3/03/2008

03-03-08 - 1

FUCK FUCK FUCK I'm so retarded.

After doing a hard HST workout in the gym and then going to a Yoga class in the morning, all of which was pretty good, this afternoon I decide it's a nice day I'm gonna go run around in the park. I took the rugby ball to toss around to myself and practice hands. So I'm running around being a goof like I do, and I decide I'm gonna practice some ugly bounce recoveries. So I start flipping weird bounce grounders and sprinting after them and trying to make a clean pickup on the run. The field at Dolores is absolutely treacherous, it's full of pot holes, so I make a throw and go running after it, and make a hard swoop to pick up the ball and slip on one of the huge divots and go flying. I put my left arm out to brace the slide, and when I landed on it my left shoulder made a huge POP. (for those of you who remember my shoulder injury last year, that was on the right).

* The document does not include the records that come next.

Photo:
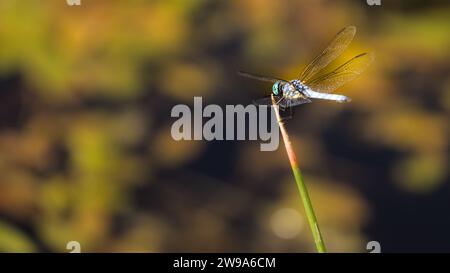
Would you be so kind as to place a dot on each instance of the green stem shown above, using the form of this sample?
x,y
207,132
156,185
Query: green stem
x,y
310,215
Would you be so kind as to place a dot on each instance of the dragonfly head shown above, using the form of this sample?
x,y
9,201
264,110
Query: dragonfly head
x,y
276,88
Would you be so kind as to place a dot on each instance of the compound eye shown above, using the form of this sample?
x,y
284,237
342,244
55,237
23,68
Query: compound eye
x,y
275,90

So now I'm icing my shoulder and taking a ton of advil. Best case I'm out of commision for a week. Worst case is much much worse. I'm sore and I wish I had a lover to take care of me and put my bandages on. When you're sick or injured is when you find out just how alone you are. This is so fucked. I'm so fucking stupid. I always do risky shit that I don't need to because it's "fun". Screw fun. When I hurt my right shoulder last year, I was layed up and acting like a baby, and Dan took care of me. I probably didn't need that much help, but it's so nice to be taken care of by someone who loves you when you're hurt.

If I can't do physical things I have no joy in my life. If I can't work out and run around, I have nothing to do, I'll go insane. This is a bad time for this to happen. Plus I have a free week of Yoga right now and it's going to go to waste because I don't want to risk putting weight on my left shoulder. All the group activities I've been trying to make myself do to meet people are physical things. Now I'm going to sit at home alone and stew. FUCK.